Tuesday, September 8, 2009

My window seat

‘Will you exchange your window seat with my aisle one?’

I had settled down in my allocated seat in what-would-be a long flight from Bombay and had almost gone to sleep at 3am. Suddenly this curt request woke me up and I saw in front of me a young ‘Bandra-girl’ in an outlandish outfit.

Sorry, I thought to myself. I didn’t check-in my seat online two days ago to miss the thrill of descending onto Paris early in the morning, that too for a girl who carries a Sydney Sheldon paperback and has silly mehendi painted all over her arms. [If she was reading Borges or even Dostoevsky instead, it would have been a different matter.]
I decided to be rude and decline her request. She settled down in the seat beside me with a perceptibly mutual sense of antipathy bordering on repulsion.

Every time in a long-distance flight, I somehow presume that the empty seat beside me would be occupied by someone – preferably a woman - who would make the journey memorable (though that has happened only twice in my life). Now, I feel utterly betrayed. By way of diffusing the sense of mutual aversion, she initiates the inevitable conversation. I don’t even attempt to remember her name but her life-situation is interesting. This young woman is actually travelling to Milan through Paris to meet her Indian boyfriend who runs a taxi-service in Stockholm and he is driving down to Milan to pick her up. All these people travelling in a plane must be carrying with them so many unique stories. [As Alan de Botton says, every person is worthy of a biography.]
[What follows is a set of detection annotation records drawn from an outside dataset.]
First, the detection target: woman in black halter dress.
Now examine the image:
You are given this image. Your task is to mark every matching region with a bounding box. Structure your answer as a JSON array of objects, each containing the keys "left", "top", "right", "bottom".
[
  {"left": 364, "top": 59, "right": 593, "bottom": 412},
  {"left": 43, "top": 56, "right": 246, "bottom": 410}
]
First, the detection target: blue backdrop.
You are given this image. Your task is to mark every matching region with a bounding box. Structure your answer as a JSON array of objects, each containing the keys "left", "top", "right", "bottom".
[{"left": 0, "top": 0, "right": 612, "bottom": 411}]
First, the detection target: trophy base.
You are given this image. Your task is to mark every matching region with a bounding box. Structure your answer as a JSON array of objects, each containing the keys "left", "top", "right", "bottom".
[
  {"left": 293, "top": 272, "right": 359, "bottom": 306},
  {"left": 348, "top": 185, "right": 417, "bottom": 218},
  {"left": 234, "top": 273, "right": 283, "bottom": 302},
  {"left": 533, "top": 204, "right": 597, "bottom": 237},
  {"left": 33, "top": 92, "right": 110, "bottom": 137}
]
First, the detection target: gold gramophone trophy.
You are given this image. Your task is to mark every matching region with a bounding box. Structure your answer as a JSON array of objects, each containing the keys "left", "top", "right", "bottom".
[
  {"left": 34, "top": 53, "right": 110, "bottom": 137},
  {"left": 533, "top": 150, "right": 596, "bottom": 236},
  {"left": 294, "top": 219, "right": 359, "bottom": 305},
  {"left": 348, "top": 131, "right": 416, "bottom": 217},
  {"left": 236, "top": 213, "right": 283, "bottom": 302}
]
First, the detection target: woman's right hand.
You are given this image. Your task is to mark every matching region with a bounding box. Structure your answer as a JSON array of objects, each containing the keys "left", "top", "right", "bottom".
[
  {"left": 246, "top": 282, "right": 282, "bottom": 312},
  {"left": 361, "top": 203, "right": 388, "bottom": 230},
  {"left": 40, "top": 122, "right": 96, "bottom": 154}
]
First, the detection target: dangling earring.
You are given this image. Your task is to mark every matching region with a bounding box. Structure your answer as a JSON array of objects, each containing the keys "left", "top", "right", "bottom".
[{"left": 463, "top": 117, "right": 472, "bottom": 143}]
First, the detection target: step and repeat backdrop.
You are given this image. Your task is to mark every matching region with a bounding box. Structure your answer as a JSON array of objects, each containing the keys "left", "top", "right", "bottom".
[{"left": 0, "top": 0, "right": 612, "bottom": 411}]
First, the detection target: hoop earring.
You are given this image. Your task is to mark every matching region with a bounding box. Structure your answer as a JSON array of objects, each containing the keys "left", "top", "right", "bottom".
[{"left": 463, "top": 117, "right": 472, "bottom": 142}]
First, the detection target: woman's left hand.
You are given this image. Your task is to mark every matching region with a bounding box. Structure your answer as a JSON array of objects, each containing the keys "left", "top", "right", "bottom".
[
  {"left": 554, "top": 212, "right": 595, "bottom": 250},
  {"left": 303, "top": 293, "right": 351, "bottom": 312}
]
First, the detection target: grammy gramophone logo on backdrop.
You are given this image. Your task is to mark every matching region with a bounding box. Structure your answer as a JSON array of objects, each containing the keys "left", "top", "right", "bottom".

She asks me if I have been to Sweden and if I know anything about that world that she will be stepping into, as an immigrant. I refrain from talking but I wish I could tell her that though I have never been to Sweden, it is a country that is firmly ensconced in my imagination through its cinema, particularly by the great(est) master of the cinema – Ingmar Bergman – who has created such a deep mystique around Swedish women that much of my notion of feminine beauty and grace has been moulded by those images.

When she hears that I have something to do with films, she asks me if I am related to Mithun Chakravarty. Nobody till date has had the audacity to ask me this weird question. ‘I hate Bollywood’, she tells me, indirectly expressing her contempt for what she thinks is, my world.
‘It’s all trash!’
And then she browses the list of films available on the screen in front of her and wonders which to click. I strongly recommend her to watch Woody Allen’s Match Point as she wanted to steer clear of anything Bollywoodish. Instead, she clicks on Oye Lucky Lucky Oye and the film starts. She keeps on giggling and as I stand up in the aisle, I notice something fascinating. ALL the Indians are watching ‘Bollywood’ films and ALL the non-Indians are watching Hollywood flicks. With no exception. This is the extent to which our choices are determined by habit and what merely surrounds us.

The late dinner arrives and I realise that the standard of Air France has gone down dramatically. Just as Air India epitomises the messiness of India, Air France symbolises the decline of a nation once seen as the epitome of elegance. I have my dinner with the clumsy vegetarian stranger beside me who asks me about the Eiffel Tower and wonders if she can see it in the 12 hour transit she has in Paris. By now, I know the Charles de Gaulle airport like the back of my hand and so I give her elaborate instructions about how to get to the Eiffel Tower from the airport but she is not the adventurous kind apart from belonging to the hideous variety of kitschy Indian tourists who think that seeing Paris is all about seeing the Eiffel Tower and London is all about Madame Tussaud’s silly wax museum where you can pose with Bollywood stars. However, even that cannot do violence to the fact that the Eiffel Tower is incorruptible in its intricately complex geometrical beauty.

As the plane descends on to Paris early in the morning, she tells me that this is her first trip outside India. I feel terribly guilty for not giving away my window seat to her.